Frederick Schmidt: 3 Reasons Why Immortality Isn’t Everything It’s Cracked Up to Be
Chinese tech giant, Huawei, is on a campaign to compete with religion beyond the grave. More accurately, I suppose, one could argue that with the company's help, the Chinese government is trying to erase the need for religious convictions by making the grave irrelevant. Or that's the conclusion reached by Catholic Theologian, Thomas Williams.
Speaking at the Consumer Electronics Show in Shanghai this week, Huawei's Kevin Ho, President of their handset products line, announced that soon children could use WeChat to communicate with grandparents whose consciousness had been downloaded onto a computer.
But Ho isn't alone. Silicon Valley's Peter Thiel of PayPal; Larry Ellison, co-founder of Oracle; and Sergey Brin, co-founder of Google, are among those who are also engaged in the quest for immortality. Though, in their case, the attitude that each corporate leader has toward religion varies a good deal. Ellison and Brin are Jews (by birth and culture, if not by conviction) and Thiel is a Christian.
The proposal that Mr. Ho and others are pursuing is fraught with practical and moral difficulties:
The amount of memory that is required to download the consciousness of a single human being is both vast and expensive.
The cost of the process will memorialize income differences forever, creating a world of immortals that is the province of the rich and influential.
In order to preserve the consciousness of a human being one has to make the difficult calculation entailed in deciding when to end an embodied life before a consciousness is no longer capable of chatting.
It is not clear that consciousness resides in the brain alone.
Nor is it clear what kind of life-ending crisis might ensue when a consciousness is disembodied or what kind of angst ensues when someone discovers that their "life" is at the disposal of someone else who controls the off-switch.
Whether we download our consciousness onto a computer or, as some would have it, we improve the machine that we were given at birth, what seems to be missing in the conversation is a clear understanding of what Christians believe about Resurrection and eternal life. And, when one gets clear on that topic, it becomes clear, as well, that immortality isn't all it's cracked up to be - from a Christian point of view, that is.
One, Resurrection isn't just about beating the grave. It's about the vindication of God's claim to be God. The Resurrection is, in the first place, not about what happens to us, but about the claim that God makes to be the author of life. So, at most, our fate is of a secondary nature.
Two, eternal life isn't just about longevity. In fact, longevity is not even at the center of what matters about eternal life according to the Christian tradition. It's about life in the presence of God and about an ever, deeper journey into the life of God.

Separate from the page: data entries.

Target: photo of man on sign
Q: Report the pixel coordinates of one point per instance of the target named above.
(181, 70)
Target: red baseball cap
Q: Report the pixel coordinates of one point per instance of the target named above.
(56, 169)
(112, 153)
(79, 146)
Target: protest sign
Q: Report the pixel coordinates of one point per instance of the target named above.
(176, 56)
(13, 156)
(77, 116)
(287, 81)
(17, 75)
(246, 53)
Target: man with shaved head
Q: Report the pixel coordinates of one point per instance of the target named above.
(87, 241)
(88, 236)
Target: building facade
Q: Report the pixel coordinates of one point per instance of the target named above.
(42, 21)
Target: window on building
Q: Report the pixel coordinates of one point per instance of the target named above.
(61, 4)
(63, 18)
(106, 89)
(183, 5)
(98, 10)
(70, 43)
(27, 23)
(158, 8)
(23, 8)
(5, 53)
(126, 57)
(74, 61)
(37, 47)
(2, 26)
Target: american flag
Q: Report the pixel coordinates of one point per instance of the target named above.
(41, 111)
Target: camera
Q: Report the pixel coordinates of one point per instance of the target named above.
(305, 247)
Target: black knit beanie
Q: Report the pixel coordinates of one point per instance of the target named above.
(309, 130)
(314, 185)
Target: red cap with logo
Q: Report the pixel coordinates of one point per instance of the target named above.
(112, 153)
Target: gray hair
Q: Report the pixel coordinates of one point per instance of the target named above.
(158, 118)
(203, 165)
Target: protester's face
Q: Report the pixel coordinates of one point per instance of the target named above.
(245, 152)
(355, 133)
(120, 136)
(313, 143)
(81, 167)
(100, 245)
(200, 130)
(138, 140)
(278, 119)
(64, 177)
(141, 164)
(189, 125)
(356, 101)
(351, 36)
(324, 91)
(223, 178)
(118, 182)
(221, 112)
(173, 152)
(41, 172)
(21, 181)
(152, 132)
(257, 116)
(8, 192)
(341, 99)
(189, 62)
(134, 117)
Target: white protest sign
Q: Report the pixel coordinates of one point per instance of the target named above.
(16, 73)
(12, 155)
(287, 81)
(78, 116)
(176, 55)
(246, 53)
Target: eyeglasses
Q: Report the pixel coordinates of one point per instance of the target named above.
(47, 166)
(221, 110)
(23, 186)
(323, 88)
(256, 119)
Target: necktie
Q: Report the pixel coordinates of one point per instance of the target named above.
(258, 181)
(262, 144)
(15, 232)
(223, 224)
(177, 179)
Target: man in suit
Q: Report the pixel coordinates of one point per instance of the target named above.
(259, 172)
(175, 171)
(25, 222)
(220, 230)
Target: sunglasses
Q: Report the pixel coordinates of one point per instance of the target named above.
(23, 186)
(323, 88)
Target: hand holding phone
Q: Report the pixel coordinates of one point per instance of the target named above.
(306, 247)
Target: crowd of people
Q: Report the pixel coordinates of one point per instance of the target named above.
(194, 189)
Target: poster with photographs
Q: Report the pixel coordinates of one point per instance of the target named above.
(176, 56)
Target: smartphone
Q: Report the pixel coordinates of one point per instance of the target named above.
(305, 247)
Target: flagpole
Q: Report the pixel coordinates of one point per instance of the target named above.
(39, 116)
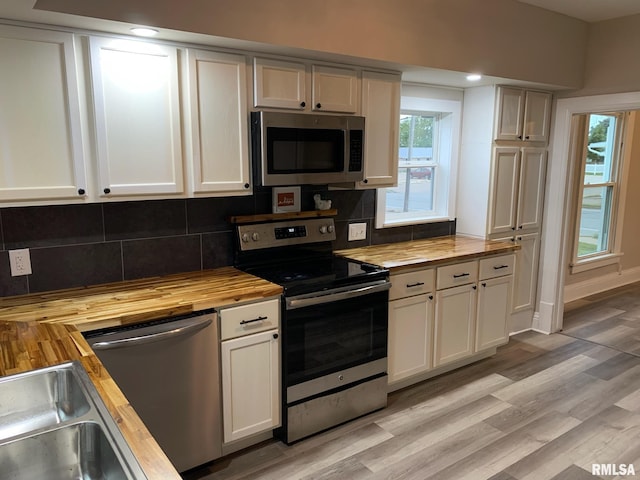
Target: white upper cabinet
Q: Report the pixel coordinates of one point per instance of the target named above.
(219, 153)
(41, 155)
(381, 109)
(137, 116)
(279, 84)
(288, 84)
(335, 89)
(517, 194)
(523, 115)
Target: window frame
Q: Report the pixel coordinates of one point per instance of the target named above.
(618, 185)
(447, 105)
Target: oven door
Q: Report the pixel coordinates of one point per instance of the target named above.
(340, 331)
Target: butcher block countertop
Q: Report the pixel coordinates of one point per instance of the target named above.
(428, 252)
(41, 330)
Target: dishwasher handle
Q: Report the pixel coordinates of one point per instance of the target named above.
(194, 326)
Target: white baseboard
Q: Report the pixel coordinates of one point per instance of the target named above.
(576, 291)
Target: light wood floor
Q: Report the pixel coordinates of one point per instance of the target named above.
(544, 407)
(611, 318)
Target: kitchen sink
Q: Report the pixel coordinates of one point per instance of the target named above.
(54, 425)
(80, 451)
(39, 399)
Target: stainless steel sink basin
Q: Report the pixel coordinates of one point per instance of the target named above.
(40, 399)
(74, 451)
(55, 426)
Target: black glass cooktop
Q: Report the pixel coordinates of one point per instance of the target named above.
(314, 274)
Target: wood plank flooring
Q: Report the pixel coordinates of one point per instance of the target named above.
(544, 407)
(611, 318)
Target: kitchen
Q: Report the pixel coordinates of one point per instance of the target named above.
(133, 231)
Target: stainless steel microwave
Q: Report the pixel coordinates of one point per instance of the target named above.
(299, 149)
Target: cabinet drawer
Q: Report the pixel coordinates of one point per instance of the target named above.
(498, 266)
(250, 318)
(457, 274)
(413, 283)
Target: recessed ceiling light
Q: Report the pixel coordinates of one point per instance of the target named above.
(144, 31)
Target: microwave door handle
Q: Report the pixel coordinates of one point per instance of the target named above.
(335, 295)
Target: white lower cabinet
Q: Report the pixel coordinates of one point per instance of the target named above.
(468, 315)
(250, 369)
(455, 324)
(410, 336)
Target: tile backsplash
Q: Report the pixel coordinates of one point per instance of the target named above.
(82, 245)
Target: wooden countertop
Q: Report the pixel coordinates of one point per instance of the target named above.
(428, 252)
(41, 330)
(136, 301)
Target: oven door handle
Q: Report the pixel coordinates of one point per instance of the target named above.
(335, 295)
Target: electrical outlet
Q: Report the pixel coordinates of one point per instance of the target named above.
(357, 231)
(20, 262)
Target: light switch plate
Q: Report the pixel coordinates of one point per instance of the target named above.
(20, 262)
(357, 231)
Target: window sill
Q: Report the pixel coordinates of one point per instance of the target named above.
(597, 262)
(421, 221)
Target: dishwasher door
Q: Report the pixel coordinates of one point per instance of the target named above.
(169, 372)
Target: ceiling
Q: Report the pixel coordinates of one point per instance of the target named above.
(586, 10)
(589, 10)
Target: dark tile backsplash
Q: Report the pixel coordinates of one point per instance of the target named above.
(82, 245)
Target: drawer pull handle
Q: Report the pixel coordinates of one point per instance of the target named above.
(259, 319)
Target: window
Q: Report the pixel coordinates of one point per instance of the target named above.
(598, 190)
(428, 150)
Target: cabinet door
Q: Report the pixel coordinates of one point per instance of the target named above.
(137, 116)
(510, 113)
(381, 109)
(40, 143)
(335, 89)
(279, 84)
(537, 116)
(502, 214)
(531, 188)
(454, 324)
(250, 384)
(410, 336)
(218, 117)
(525, 282)
(494, 308)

Three: Because eternal life is, first and foremost, about life in the presence of God, it is also both present and future possession. That journey can and does begin now and, in the Resurrected life, finds new fulfillment. In a sense, then, our lives in these bodies are of a piece with that journey. That is why the Christian tradition understands Resurrection as bodily, individual, and recognizable.
It is also why the Incarnation figures so prominently in the church's creeds. We live, learn, and grow inside of our bodies and, by God's grace, those bodies are meant for Resurrection, not an endless, disembodied, and downloaded future.
For those who really understand their faith and what it has to tell them about the nature of life, that disembodied future holds no attraction.
We can only wish Mr. Ho well on an eternity inside his phone.